«Всякий человек, достигнув вершины жизненного пути и расцвета своих сил, неизбежно задумывается о смерти. Точно так же, в минуту уединенных раздумий, он бывает вынужден согласиться с мыслью, что когда-нибудь его родина исчезнет с лица земли… потому что все в этом мире изменяется… и разве не погибли нации, более великие, нежели наша? Или вы хотите влачить вечное существование, словно Вечный Жид, который не может умереть, который проводил в небытие Египет, Грецию и Рим и до наших дней прислуживает вновь зародившимся народам?»
Если даже истинный щвейцарский патриот мог усомниться в миссии своего народа, то стоит ли удивляться, что многие евреи, лишенные большинства признаков принадлежности к единой нации, отказывались верить в исключительность своего народа?
Таково, в общих чертах, было положение евреев в Центральной и Западной Европе перед тем, как началось их национальное возрождение. Ситуация в Восточной Европе, о которой речь пойдет ниже, была совершенно иной. Европейские евреи, жившие к западу от царской России и Румынии, достигли огромного прогресса с начала XIX века. Социальных и экономических аномалий, отличавших их от других народов, стало меньше, но полностью они не исчезли. В начале XIX века было несколько чрезвычайно богатых еврейских семей; подавляющее же большинство еврейского населения жило в отчаянной бедности. Но через три поколения Ротшильды и семьи других банкиров перестали выделяться на фоне других богачей, а крупные национальные банки, возникшие в Германии, Франции и других странах, затмили славу даже самых знаменитых частных банковских домов. Многие неимущие евреи поднялись по социальной лестнице и образовали прочный средний класс. На смену старой еврейской верхушке пришла новая элита, которая в большинстве своем отказалась от иудаизма. Евреи освоили много новых профессий, которые прежде были им недоступны. Правда, сельским хозяйством не занялся почти никто, и в промышленности была занята сравнительно небольшая часть евреев. Но даже при этом социальная структура еврейского населения стала намного разнообразнее, чем в прошлом столетии. К 1880 году еврейский вопрос как социальная проблема стал гораздо менее острым, чем в прошлых поколениях, но напряженность в политической и культурной областях сохранилась и стала источником нового антисемитизма. Сионистские критики, такие как Ахад Гаам, доказывали, что ассимиляция идет слишком быстрыми, нарастающими темпами. (Только Англия в этом отношении была заметным исключением: эмансипация там происходила постепенно, не слишком опережая эволюцию общественного мнения.) Впрочем, подобная критика была в значительной мере сугубо теоретической. Как только стены духовного гетто рухнули, ничто уже не могло сдержать тысячи энергичных молодых мужчин и женщин, стремившихся влиться в русло европейской культуры. Ассимиляция была не сознательным актом, а неизбежной судьбой людей, которые не имели родной земли, долгое время терпели упадок собственной национальной культуры и в значительной степени утратили свое национальное сознание.

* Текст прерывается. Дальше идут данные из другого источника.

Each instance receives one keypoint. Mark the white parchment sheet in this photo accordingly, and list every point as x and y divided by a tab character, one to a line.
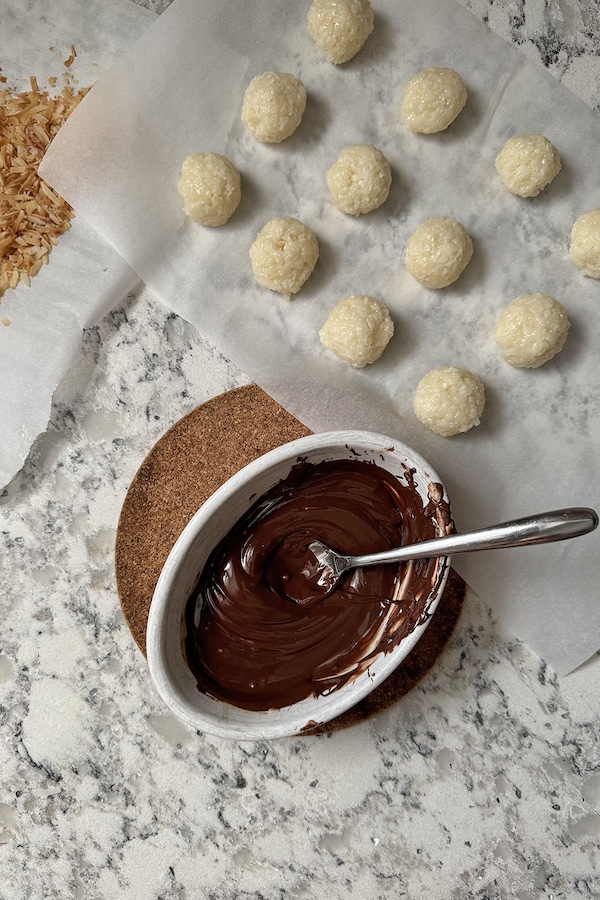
86	277
179	90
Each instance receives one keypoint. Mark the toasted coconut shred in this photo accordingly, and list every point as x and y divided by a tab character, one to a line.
32	215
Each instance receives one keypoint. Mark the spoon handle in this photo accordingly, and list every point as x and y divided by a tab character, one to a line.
538	529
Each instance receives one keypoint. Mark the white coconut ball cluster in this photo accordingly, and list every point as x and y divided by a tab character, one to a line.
210	187
273	106
527	164
584	248
284	255
438	251
432	100
357	330
449	400
340	27
360	179
531	330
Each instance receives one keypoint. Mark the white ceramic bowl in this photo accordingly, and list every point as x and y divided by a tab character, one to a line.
166	657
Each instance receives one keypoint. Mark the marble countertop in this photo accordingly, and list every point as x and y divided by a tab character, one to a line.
482	782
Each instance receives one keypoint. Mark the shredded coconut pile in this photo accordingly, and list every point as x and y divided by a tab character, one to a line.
32	215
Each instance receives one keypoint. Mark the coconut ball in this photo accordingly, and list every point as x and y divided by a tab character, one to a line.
360	179
438	251
273	106
340	27
283	255
432	100
584	249
210	187
357	330
531	330
449	400
527	164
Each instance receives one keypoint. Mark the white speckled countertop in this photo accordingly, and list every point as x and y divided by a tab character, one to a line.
483	782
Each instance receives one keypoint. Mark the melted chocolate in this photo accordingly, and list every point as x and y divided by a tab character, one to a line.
249	644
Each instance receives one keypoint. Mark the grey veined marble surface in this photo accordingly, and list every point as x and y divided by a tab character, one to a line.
483	782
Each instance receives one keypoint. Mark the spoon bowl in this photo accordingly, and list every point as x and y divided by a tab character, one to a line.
556	525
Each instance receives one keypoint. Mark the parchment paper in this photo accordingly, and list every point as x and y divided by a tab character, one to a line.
179	90
86	277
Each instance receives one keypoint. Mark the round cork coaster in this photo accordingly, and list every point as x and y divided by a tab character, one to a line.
191	460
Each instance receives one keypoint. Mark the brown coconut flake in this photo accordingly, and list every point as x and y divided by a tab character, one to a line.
32	215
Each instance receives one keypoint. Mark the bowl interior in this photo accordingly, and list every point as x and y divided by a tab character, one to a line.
165	634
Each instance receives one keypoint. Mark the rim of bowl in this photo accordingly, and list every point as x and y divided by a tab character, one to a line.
290	720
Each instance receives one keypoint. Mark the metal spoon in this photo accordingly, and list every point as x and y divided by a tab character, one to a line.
556	525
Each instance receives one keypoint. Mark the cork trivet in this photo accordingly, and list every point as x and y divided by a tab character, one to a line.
190	461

Оптимизм раннего периода эмансипации иссяк к 1880-м годам, когда возникли непредвиденная напряженность и конфликты, приведшие к пессимизму и болезненным духовным поискам. Но лишь совсем немногие евреи согласились с постулатами расового антисемитизма, что они никогда не смогут ассимилироваться и поэтому должны быть изгнаны из политической жизни того государства, на территории которого проживают. Никто не ожидал, что опять наступят варварские времена, и большинство евреев продолжало свою борьбу за полные гражданские права как граждане-патриоты тех стран, в которых они родились. Отказ от ассимиляции казался совершенно немыслимым, хотя многие допускали, что ее конечную цель следует переформулировать, а процесс интеграции может длиться гораздо дольше, чем предполагалось ранее. Возрождение националистических и расистских доктрин в Европе после 1870 года должно было послужить предостережением, но европейские нации в то время были поглощены множеством проблем и конфликтов, на фоне которых еврейский вопрос казался отнюдь не самым сложным и трудноразрешимым. В отношении же западных евреев ассимиляция зашла очень далеко, и альтернативное решение казалось большинству из них не только нежелательным, но и просто невозможным.